None of this makes the reformer useless. It makes it a poor tool for a strength-specific, keep-getting-stronger goal, and a good one for control, stability and range.

The myths worth busting

"Long, lean muscle" is the big one, and it is physiologically false. Muscle attachment points are genetically fixed; you cannot lengthen a muscle with exercise. What Pilates improves is posture, flexibility and definition, which makes muscle look longer. Visible "tone" ultimately comes from lower body fat plus the muscle underneath, which is a function of overall training and nutrition.

The companion myth, that lifting makes women bulky while Pilates "tones," is marketing rather than physiology. Most women lack the testosterone to bulk easily. The bulk fear sells classes; it does not describe what happens.

And the reverse myth deserves the same treatment: "Pilates isn't real strength training" is also wrong. The trials show it builds genuine strength. It simply is not optimal for maximal strength or size.

Who each one is actually for

Go to the gym if your goal is strength, muscle size or athletic performance, or if you are budget-conscious and want the most progression for your money. Plates are the cleanest way to keep overloading.

Choose the reformer if you are a beginner who needs to learn control first, an older adult, managing back pain, returning from injury, training through pregnancy, or anyone who needs stability and mobility before they load up. Singapore's Health Promotion Board agrees with this framing: its physical activity guidelines list Pilates among muscle-strengthening mind-body activities, and recommend adults aged 50 and over do strength and balance work at least three days a week.
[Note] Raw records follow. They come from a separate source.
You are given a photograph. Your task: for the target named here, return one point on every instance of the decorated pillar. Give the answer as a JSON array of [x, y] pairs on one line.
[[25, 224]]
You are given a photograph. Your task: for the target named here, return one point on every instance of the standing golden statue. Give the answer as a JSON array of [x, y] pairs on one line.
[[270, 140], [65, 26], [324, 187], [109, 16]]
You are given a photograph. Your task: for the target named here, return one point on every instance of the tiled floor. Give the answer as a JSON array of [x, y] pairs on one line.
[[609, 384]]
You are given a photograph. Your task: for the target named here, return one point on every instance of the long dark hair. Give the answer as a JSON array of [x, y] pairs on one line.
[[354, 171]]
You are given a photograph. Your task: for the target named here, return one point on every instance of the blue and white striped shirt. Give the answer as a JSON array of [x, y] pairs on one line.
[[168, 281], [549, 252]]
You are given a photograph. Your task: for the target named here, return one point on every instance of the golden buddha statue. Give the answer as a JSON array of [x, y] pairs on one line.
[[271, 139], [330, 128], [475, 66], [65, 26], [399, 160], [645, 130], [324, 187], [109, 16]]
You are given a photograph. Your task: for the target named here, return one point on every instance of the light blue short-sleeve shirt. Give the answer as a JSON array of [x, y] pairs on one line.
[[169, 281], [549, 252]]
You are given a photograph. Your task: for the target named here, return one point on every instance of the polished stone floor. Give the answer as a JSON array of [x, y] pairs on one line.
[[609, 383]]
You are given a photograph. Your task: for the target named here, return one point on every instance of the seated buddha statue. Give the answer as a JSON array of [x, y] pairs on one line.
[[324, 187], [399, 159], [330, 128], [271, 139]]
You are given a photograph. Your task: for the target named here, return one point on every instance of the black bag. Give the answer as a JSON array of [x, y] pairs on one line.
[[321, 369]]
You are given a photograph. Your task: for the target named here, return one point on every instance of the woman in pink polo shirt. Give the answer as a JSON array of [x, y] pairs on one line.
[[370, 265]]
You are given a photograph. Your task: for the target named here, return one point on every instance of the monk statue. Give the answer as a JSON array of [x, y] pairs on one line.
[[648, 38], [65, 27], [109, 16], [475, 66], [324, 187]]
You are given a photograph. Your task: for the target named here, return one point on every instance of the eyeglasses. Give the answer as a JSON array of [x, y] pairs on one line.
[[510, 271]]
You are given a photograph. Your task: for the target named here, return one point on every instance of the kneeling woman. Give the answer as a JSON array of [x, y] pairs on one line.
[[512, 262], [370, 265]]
The Singapore cost-per-result math

This is where the boutique boom meets your wallet. A single drop-in reformer class here typically runs S$45 to S$80, with central studios often in the S$45 to S$60 range. Packages bring that down to roughly S$35 to S$42 a class, and one budget chain reaches about S$11.28 a session if you buy in at its S$3,000-for-4,000-credits tier. Train three times a week at S$45 and you are at roughly S$540 a month.

Now the gym. ActiveSG runs about S$15 to S$30 a month, or around S$2.50 per entry. Mid-tier chains like Anytime Fitness sit around S$98 to S$158 a month depending on location and contract.

For a strength-specific goal, that gap is decisive. A S$15-to-S$30 ActiveSG membership delivers far more progressive-overload capacity than S$500-plus a month of reformer classes. Reformer is by far the most expensive route per unit of raw strength. That does not make it bad value for control and mobility; it makes it bad value for the specific job of getting strong.

Bottom line
For strength and size, the gym wins on mechanism and on cost-per-result. For control, stability and getting deconditioned or older bodies moving safely, reformer Pilates is a legitimate, evidence-backed choice.

The verdict, by goal not by vibe

If you want to get strong and build muscle, the gym is the answer, and it is the cheaper one. If you want to move better, control your core and protect an ageing or recovering body, the reformer earns its place.

If you can do both, the smartest split is obvious: lift for strength, add Pilates for control and range. If you can only afford one and your goal is strength, pick the gym and pocket the S$500 a month. If your goal is moving well and staying out of the physio's office, the reformer is money well spent.

This is informational coverage, not medical advice. If you have a back issue, an injury, or are pregnant, check with a qualified instructor or doctor before starting either.